John Milkins

Personal information
- Full name: Albert John Milkins
- Date of birth: 3 January 1944 (age 82)
- Place of birth: Romford, England
- Height: 6 ft 1⁄2 in (1.84 m)
- Position: Goalkeeper

Youth career
- 1959–1961: Portsmouth

Senior career*
- Years: Team / Apps / (Gls)
- 1961–1974: Portsmouth / 344 / (0)
- 1974–1979: Oxford United / 53 / (0)
- 1979–1982: Waterlooville / 122 / (0)
- Total:  / 519 / (0)

International career
- 1961: England Youth / 1

Managerial career
- 1981–1983: Waterlooville

= John Milkins =

English footballer

Albert John Milkins is an English retired professional footballer whose career ran from the start of the 1960s to the end of the 1970s.

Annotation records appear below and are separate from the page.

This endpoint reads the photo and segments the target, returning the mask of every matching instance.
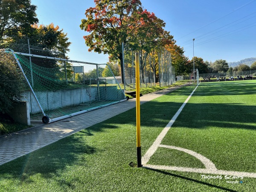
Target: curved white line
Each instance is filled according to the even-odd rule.
[[[215,165],[209,159],[207,159],[205,157],[193,151],[187,149],[186,148],[181,148],[181,147],[175,147],[175,146],[166,145],[160,145],[159,147],[164,147],[165,148],[171,148],[172,149],[176,149],[179,151],[181,151],[185,153],[188,153],[195,157],[199,160],[204,164],[205,168],[207,169],[209,169],[212,171],[217,170],[217,168],[215,166]]]
[[[205,174],[229,175],[240,177],[242,176],[244,177],[250,178],[256,178],[256,173],[250,173],[249,172],[235,172],[232,171],[226,171],[224,170],[212,170],[208,169],[190,168],[153,165],[145,165],[145,166],[143,166],[143,167],[145,168],[148,168],[154,169],[168,170],[170,171],[190,172],[192,173],[203,173]]]
[[[175,115],[174,115],[174,116],[172,117],[172,118],[171,121],[170,121],[166,127],[164,128],[162,132],[160,133],[160,134],[159,134],[159,135],[158,135],[156,140],[148,150],[146,152],[146,154],[142,157],[141,158],[141,163],[143,165],[145,165],[147,163],[148,163],[150,157],[151,157],[156,151],[157,151],[157,149],[159,146],[159,145],[161,143],[162,140],[167,133],[167,132],[168,132],[168,131],[169,131],[169,129],[170,129],[172,125],[172,124],[173,124],[173,123],[174,123],[175,122],[176,119],[177,118],[179,115],[180,115],[180,113],[183,109],[183,108],[184,108],[184,107],[186,103],[188,102],[189,100],[189,99],[190,99],[190,97],[191,97],[192,95],[193,95],[193,93],[194,93],[194,92],[195,91],[195,90],[198,86],[198,85],[196,87],[194,90],[193,90],[192,93],[191,93],[191,94],[190,94],[189,96],[189,97],[187,98],[185,102],[184,102],[183,104],[182,104],[182,105],[181,105],[181,106],[180,108],[178,111],[176,112]]]

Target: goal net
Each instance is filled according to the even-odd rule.
[[[113,75],[102,77],[105,64],[97,64],[14,52],[24,76],[21,88],[30,119],[55,121],[125,101]]]

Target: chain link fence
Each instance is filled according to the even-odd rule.
[[[124,46],[125,90],[135,88],[135,52]],[[140,53],[140,87],[168,86],[176,81],[175,69],[172,65],[171,53],[165,49]]]

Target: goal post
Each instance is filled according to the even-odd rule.
[[[127,100],[106,64],[2,50],[13,55],[22,72],[18,88],[32,122],[53,122]],[[102,77],[105,68],[112,75]]]

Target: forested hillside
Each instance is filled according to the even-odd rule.
[[[250,66],[252,63],[255,61],[256,61],[256,57],[251,57],[250,58],[247,58],[244,59],[242,59],[239,61],[230,62],[228,63],[228,64],[230,67],[235,67],[239,64],[245,64],[248,66]]]

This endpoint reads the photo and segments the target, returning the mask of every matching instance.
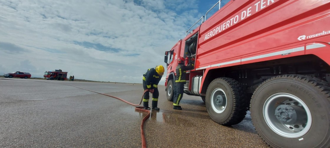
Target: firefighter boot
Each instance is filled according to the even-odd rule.
[[[150,110],[150,108],[149,107],[149,102],[143,102],[143,109],[145,110]]]
[[[175,110],[182,110],[182,108],[181,108],[181,107],[179,106],[176,106],[174,105],[173,106],[173,109]]]
[[[152,101],[152,109],[157,111],[159,111],[159,108],[157,107],[157,104],[158,104],[158,101]]]

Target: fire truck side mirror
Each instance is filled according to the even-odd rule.
[[[167,60],[168,59],[168,56],[167,55],[165,56],[165,58],[164,59],[164,62],[166,63],[166,65],[168,66],[168,63],[167,63]]]

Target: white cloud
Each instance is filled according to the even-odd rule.
[[[195,3],[0,0],[0,72],[41,77],[61,69],[78,79],[141,83],[197,20],[187,9]]]

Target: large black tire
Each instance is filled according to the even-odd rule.
[[[256,130],[271,147],[330,147],[326,82],[301,75],[273,77],[255,90],[250,110]]]
[[[243,88],[236,80],[228,78],[214,80],[208,87],[205,104],[209,115],[215,122],[223,125],[237,124],[246,114],[247,108]]]
[[[166,95],[167,100],[173,102],[174,98],[174,86],[173,80],[170,80],[167,83],[167,88],[166,89]]]

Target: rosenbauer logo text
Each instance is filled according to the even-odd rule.
[[[318,34],[316,34],[314,35],[311,35],[310,36],[306,36],[305,35],[303,35],[300,37],[298,37],[298,40],[302,40],[304,39],[308,39],[309,38],[313,38],[316,37],[318,37],[319,36],[322,36],[324,35],[327,34],[330,35],[330,30],[329,31],[323,31],[322,32],[319,33]]]
[[[279,0],[261,0],[245,10],[237,14],[235,16],[220,24],[220,26],[214,28],[205,35],[204,40],[206,40],[238,22],[254,14],[258,11],[264,9],[267,6]]]

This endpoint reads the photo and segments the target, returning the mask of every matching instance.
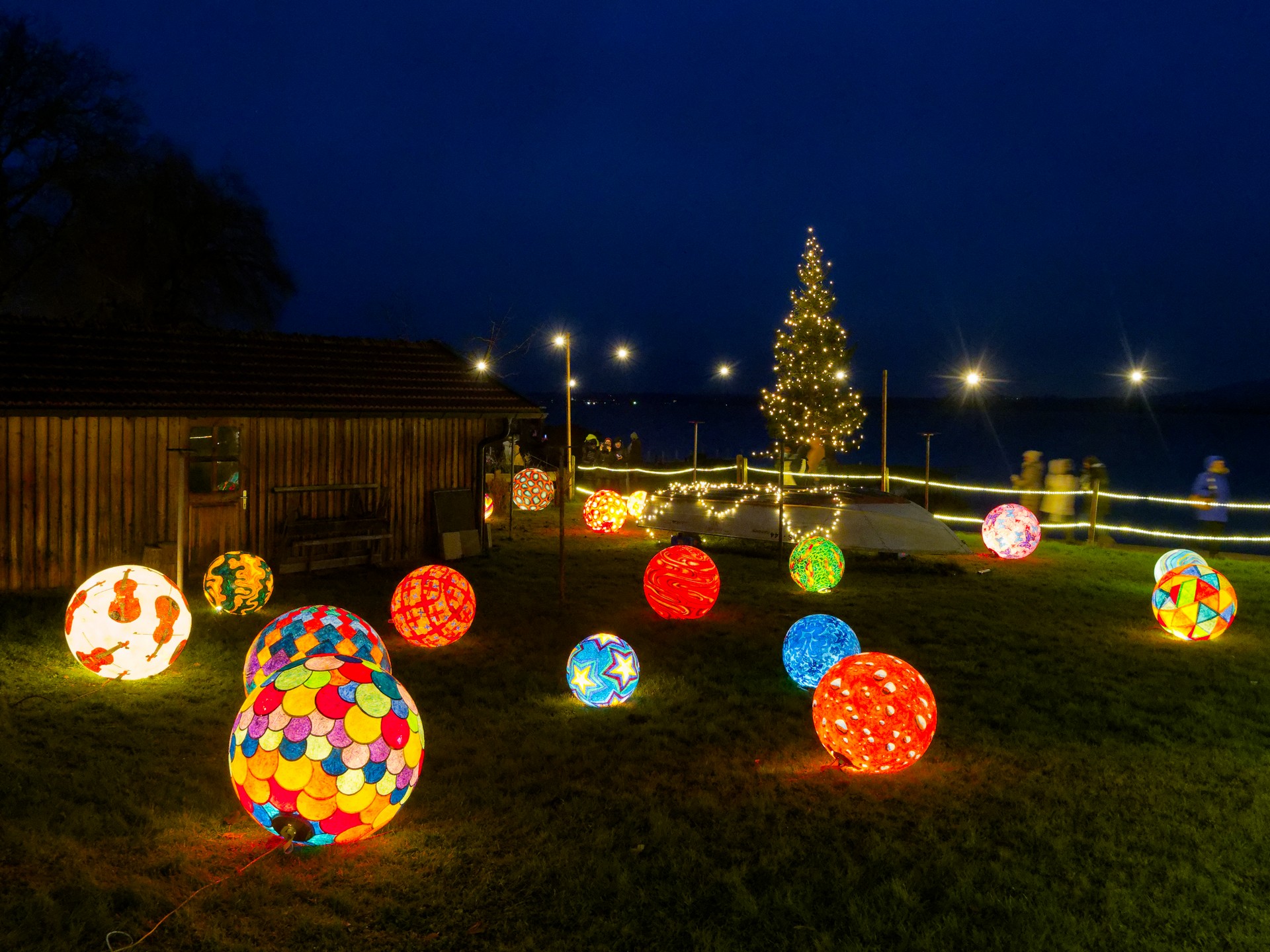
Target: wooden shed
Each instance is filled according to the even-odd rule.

Born in Romford on 3 January 1944, Milkins won one England Youth cap whilst with his first club Portsmouth, to whom he was to give 15 years of service. He made his debut for the first team in their final match in the English First Division, although he was to wait a further two years for his next appearance. In all Milkins was to make over 300 appearances for Portsmouth and was to prove such a popular player that in 1970 he was awarded the inaugural Player of the Year trophy. The following year he was awarded a testimonial against local rivals Southampton which resulted in a 0–7 defeat. In the 1974 close season he was sold to Oxford United for whom he played sporadically until his last league appearance in May 1979. He then joined now defunct Southern League club Waterlooville and, after two years as first-choice goalkeeper, became player-manager during the 1981–82 season, taking over from John Waugh. At the end of that season he retired from playing but continued as first-team manager until December 1983. During his two years as manager of Waterlooville the club were promoted to the Premier Division, reached the final of the Southern League Cup, and reached the first round proper of the F.A. Cup where they played against league opposition for the only time in their history, losing to Northampton Town after two replays. After being replaced as Waterlooville manager by Ernie Bradwell part-way through the 1983–84 season, Milkins then ran a sports shop/ snooker hall consortium. Milkins has a daughter, Julie, and a son, David, who was also an accomplished footballer, playing as a forward for Waterlooville in the 1980s and 1990s.